Walter C. Pelissero writes:
> I hope I'm not offending anyone forwarding a private mail to the
> mailing list.
>
Not me ;-)
> >>>>> "Matthew" == Matthew R Wette <mwette_at_grover.jpl.nasa.gov> writes:
>
> Matthew> Try using select() (or poll()) instead of sleep.
>
> Too easy. That would be doing the same as (after 1000). In fact it
> works.
>
> BTW the sleep(3) manual page on FreeBSD says:
>
> This function is implemented using setitimer(2); it requires eight sys-
> tem calls each time it is invoked. A similar but less compatible func-
> tion can be obtained with a single select(2); such a function would not
> restart after signals, but would not interfere with other uses of
> setitimer(2).
>
> and again:
>
> In practice the FreeBSD implementation will not be interrupted: it will
> always return the original argument or zero. Code that depends on sleep
> being interrupted (using it as a timed pause, for example) needs to be
> recoded to use select(2) or some other delay mechanism. Code that calls
> sleep() repeatedly until it returns zero may busy-wait until a timer is
> available.
>
> Mmh, this might be the culprit. But the mechanism behind this failure
> still escape my comprehension.
>
> It would be interesting to try my former code in a non-FreeBSD system.

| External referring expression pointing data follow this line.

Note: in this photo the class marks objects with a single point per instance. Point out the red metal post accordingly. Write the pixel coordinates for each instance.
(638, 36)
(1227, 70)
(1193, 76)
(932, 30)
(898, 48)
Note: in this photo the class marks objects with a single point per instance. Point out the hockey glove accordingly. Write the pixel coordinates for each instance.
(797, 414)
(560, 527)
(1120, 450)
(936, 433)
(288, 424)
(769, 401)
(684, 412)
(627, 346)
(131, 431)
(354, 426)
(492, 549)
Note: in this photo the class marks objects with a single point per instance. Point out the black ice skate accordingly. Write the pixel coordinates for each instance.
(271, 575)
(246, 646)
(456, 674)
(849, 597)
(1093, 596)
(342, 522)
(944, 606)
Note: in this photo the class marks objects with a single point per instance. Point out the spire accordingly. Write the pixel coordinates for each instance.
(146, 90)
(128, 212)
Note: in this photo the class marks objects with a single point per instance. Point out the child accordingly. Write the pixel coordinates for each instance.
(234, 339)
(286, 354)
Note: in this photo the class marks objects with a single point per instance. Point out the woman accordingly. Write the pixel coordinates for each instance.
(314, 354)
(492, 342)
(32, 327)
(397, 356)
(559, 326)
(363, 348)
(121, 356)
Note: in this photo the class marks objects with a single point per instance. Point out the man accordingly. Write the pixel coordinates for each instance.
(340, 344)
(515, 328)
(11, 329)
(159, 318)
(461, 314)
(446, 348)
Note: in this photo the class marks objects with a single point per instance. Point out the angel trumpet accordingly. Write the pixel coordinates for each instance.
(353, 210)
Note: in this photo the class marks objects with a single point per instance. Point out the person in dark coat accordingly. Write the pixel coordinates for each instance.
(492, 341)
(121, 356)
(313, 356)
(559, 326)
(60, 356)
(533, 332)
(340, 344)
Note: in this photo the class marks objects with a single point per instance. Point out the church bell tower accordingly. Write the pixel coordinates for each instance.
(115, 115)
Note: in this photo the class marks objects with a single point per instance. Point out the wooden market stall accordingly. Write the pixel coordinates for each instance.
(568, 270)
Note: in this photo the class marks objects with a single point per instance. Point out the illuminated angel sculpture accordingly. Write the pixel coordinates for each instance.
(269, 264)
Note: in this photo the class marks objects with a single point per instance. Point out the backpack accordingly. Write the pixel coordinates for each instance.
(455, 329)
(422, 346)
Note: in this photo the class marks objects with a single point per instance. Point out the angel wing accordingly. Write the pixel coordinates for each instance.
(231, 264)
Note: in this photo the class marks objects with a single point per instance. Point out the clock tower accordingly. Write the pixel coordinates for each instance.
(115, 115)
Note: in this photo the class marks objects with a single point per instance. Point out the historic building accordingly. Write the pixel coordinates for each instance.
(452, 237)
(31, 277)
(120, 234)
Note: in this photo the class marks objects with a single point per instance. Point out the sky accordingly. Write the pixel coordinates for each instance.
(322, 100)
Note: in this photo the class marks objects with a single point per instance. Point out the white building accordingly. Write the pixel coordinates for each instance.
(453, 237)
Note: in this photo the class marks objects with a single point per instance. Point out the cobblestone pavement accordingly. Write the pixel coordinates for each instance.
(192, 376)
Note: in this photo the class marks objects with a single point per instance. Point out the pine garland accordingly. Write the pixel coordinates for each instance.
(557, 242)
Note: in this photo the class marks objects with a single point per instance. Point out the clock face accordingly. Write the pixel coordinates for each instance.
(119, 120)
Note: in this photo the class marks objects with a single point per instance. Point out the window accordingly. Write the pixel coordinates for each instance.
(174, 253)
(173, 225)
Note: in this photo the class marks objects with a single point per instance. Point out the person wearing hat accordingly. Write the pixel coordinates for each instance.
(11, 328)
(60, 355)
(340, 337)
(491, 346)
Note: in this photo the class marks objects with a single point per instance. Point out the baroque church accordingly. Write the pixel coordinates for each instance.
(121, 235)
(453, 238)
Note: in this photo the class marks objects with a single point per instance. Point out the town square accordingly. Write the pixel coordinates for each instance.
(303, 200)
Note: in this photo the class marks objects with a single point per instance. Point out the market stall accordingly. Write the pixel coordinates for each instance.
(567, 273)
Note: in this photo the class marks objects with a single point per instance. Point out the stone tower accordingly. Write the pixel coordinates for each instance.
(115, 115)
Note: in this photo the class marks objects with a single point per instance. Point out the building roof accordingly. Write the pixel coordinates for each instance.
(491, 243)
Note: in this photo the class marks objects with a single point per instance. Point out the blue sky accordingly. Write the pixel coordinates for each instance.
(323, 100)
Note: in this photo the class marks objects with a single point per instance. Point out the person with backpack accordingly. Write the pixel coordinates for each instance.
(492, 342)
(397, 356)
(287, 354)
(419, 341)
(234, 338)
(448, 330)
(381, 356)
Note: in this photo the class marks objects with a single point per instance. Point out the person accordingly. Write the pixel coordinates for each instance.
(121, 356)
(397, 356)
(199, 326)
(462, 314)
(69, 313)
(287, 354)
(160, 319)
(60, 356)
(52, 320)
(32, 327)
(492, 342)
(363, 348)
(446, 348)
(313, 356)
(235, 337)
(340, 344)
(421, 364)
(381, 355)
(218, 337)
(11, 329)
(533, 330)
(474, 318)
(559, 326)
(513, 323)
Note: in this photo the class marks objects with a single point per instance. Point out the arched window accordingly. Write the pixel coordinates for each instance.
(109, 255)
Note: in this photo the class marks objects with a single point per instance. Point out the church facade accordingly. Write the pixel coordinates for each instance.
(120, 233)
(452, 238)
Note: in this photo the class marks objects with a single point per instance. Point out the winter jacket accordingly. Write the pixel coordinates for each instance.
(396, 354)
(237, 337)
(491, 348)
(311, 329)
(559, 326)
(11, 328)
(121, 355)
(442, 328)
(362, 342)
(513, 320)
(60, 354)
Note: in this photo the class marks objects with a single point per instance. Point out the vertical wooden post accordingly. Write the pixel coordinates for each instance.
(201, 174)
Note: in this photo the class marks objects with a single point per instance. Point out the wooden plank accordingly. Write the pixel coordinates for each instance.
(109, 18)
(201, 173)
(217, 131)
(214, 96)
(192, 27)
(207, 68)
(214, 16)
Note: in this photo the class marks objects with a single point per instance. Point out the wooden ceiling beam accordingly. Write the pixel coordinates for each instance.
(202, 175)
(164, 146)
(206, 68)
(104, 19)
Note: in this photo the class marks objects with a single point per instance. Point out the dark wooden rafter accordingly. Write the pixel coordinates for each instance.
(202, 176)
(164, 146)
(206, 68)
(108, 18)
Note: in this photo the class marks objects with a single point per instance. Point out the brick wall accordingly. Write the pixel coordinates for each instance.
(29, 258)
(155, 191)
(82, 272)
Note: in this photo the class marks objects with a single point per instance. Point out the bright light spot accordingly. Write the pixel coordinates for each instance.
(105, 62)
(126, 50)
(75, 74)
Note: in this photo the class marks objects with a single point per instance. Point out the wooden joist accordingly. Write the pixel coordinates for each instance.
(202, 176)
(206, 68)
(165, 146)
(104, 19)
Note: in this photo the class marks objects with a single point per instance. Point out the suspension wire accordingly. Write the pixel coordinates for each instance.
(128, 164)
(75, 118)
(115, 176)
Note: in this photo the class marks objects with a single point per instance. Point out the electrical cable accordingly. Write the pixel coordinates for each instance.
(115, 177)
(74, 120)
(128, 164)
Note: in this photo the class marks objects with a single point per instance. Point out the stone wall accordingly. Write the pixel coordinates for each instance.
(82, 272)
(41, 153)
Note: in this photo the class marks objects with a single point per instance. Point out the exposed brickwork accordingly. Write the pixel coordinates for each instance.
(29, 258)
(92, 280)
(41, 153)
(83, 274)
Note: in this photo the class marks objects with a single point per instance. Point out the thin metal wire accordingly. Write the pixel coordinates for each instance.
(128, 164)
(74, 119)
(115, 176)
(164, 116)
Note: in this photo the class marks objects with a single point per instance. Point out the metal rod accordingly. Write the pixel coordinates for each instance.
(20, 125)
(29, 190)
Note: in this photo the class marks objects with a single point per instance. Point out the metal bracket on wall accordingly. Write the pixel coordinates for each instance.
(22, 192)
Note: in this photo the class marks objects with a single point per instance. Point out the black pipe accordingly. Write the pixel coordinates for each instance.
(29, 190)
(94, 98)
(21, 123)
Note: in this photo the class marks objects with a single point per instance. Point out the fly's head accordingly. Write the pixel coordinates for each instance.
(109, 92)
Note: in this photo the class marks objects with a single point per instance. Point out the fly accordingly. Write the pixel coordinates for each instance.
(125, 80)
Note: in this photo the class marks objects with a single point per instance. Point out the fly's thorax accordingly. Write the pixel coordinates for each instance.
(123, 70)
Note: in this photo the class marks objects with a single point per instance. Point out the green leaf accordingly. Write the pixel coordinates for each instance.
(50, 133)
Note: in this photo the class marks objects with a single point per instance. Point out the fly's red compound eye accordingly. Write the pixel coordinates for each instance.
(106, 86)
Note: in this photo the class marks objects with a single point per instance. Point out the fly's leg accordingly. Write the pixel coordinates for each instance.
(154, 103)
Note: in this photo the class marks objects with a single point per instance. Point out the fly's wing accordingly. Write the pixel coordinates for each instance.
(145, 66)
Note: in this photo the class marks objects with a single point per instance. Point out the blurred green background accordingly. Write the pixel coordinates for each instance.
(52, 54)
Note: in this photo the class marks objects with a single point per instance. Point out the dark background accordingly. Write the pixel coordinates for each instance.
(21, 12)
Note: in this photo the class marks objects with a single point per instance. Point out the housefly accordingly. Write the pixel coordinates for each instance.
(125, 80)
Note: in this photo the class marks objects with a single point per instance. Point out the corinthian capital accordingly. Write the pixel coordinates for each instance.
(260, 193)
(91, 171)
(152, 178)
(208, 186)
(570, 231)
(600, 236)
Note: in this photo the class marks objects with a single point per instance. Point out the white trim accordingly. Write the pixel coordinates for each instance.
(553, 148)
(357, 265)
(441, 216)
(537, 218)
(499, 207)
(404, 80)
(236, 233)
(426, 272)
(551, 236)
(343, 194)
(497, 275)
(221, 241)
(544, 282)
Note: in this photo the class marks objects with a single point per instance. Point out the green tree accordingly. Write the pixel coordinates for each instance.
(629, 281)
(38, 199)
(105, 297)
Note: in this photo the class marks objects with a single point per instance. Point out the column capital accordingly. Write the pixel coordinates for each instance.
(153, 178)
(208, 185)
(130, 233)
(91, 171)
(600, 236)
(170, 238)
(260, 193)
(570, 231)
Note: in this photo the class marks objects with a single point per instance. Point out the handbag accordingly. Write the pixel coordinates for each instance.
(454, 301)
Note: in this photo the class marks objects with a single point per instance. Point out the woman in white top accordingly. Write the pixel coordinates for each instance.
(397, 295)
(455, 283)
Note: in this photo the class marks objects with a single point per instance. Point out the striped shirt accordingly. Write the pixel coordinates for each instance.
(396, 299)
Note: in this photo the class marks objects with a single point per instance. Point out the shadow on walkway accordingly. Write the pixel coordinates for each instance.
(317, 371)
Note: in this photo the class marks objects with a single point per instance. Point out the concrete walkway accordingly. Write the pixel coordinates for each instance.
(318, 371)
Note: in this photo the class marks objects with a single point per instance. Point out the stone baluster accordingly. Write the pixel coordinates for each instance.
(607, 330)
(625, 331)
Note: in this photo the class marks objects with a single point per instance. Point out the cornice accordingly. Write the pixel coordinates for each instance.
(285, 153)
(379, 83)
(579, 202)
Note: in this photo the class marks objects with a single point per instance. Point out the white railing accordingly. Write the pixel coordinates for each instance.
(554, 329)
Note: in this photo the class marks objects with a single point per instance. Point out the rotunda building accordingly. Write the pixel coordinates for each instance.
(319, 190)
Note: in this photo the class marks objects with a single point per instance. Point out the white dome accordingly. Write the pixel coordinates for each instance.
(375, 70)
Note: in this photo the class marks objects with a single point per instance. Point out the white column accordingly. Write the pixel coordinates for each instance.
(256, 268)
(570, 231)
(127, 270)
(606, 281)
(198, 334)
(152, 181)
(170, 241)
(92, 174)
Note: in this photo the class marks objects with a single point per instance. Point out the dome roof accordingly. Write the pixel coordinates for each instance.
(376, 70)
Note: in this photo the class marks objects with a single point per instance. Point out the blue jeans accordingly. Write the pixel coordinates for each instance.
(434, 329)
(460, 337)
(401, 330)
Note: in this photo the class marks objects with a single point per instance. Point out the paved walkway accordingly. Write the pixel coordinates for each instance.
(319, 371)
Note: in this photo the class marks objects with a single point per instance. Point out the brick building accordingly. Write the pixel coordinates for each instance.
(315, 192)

I didn't know this limitation with sleep on BSD.
On Linux, the implementation of sleep you provided works.
BTW select is not Posix and I generally avoid using such system calls,
but since Tk relies for its event loop on select, I think it's not a
problem ;-)
Do you have an implementation I can use? In particular, is it
useful to allow delay of less than a second?